U.S. stocks rose on Monday, with the Nasdaq hitting a 15-month high after a healthcare reform bill advanced in the Senate and brokerages upgraded two Dow components on improving profit prospects.
Healthcare stocks rose after a bill to overhaul the U.S. healthcare system, which is perceived as less damaging to industry profits than expected, passed a crucial test in the U.S. Senate early Monday.
Retail stocks also gained as investors were optimistic about the rest of the holiday shopping season even after a heavy snowstorm hit the East Coast over the weekend, which may have deprived retailers of profits.
Legislation to overhaul the U.S. healthcare system passed a crucial test early Monday as backers cleared a procedural hurdle to approving the bill, which is President Barack Obama's top legislative priority.
Following the vote, the Morgan Stanley Health Payor index (.HMO) climbed 3 percent.

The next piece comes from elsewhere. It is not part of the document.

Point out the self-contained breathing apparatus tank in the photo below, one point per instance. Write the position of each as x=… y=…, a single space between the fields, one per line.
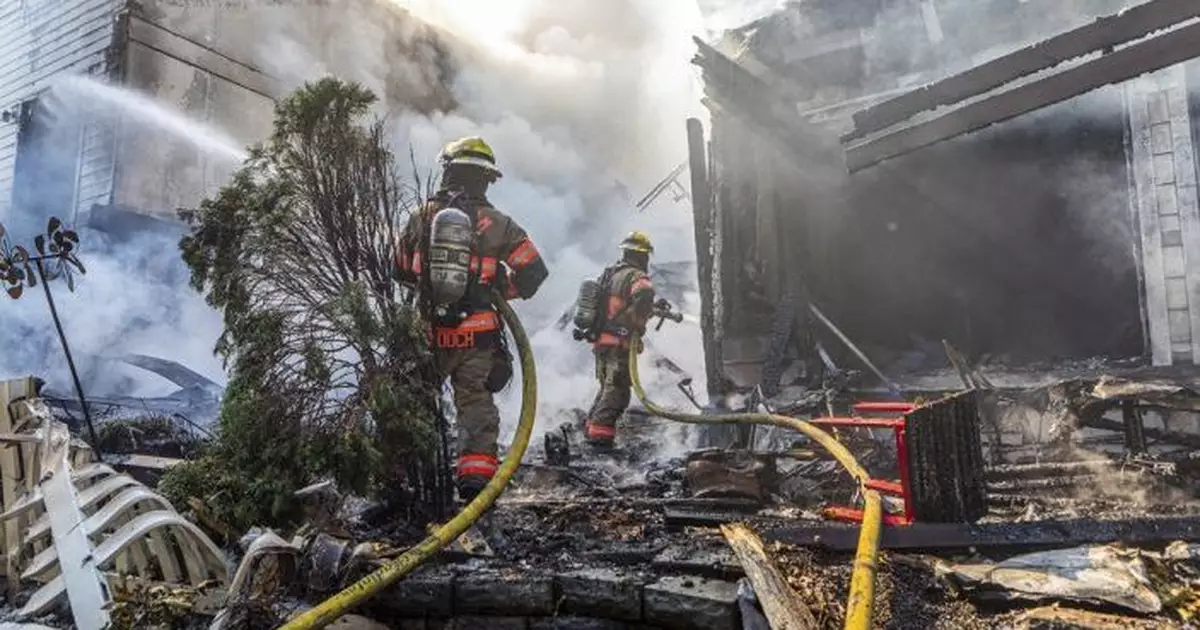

Health insurers Aetna Inc (AET.N) added 4.7 percent to $34.04 and Cigna Corp (CI.N) rose 3.9 percent to $37.19.
"When it comes to healthcare, as it is with any industry, it's more about certainty," said Marc Pado, U.S. market strategist at Cantor Fitzgerald & Co. in San Francisco. "That way you know who the winners and losers are."
The Dow Jones industrial average (.DJI) shot up 85.25 points, or 0.83 percent, to end at 10,414.14. The Standard & Poor's 500 Index (.SPX) gained 11.58 points, or 1.05 percent, to 1,114.05. The Nasdaq Composite Index (.IXIC) rose 25.97 points, or 1.17 percent, to end at 2,237.66.
WALL STREET'S PHOTO OP
Window dressing -- where portfolio managers sell lagging stocks and buy shares that have rallied recently -- also buoyed the broad market. On Monday, investors snapped up winners after a rally that has driven the S&P 500 up 23.3 percent for the year.
The S&P 500 closed within a hair of a new 14-month high, while the Nasdaq ended at a 15-month high. In contrast, the Dow ended considerably below its 2009 closing high at 10,501.05, which it reached on December 14.
"You've got a bull market surge that's going to be difficult for fund managers to keep pace with," Pado said.
"Window dressing is about the photo at the end of the year or the end of the quarter and that photo has to show you were playing in the right stocks."
Intel Corp (INTC.O) gained 2.3 percent to $20.09 on Nasdaq after Barclays upgraded the stock to "overweight" from "equal weight", citing solid "end-market" conditions.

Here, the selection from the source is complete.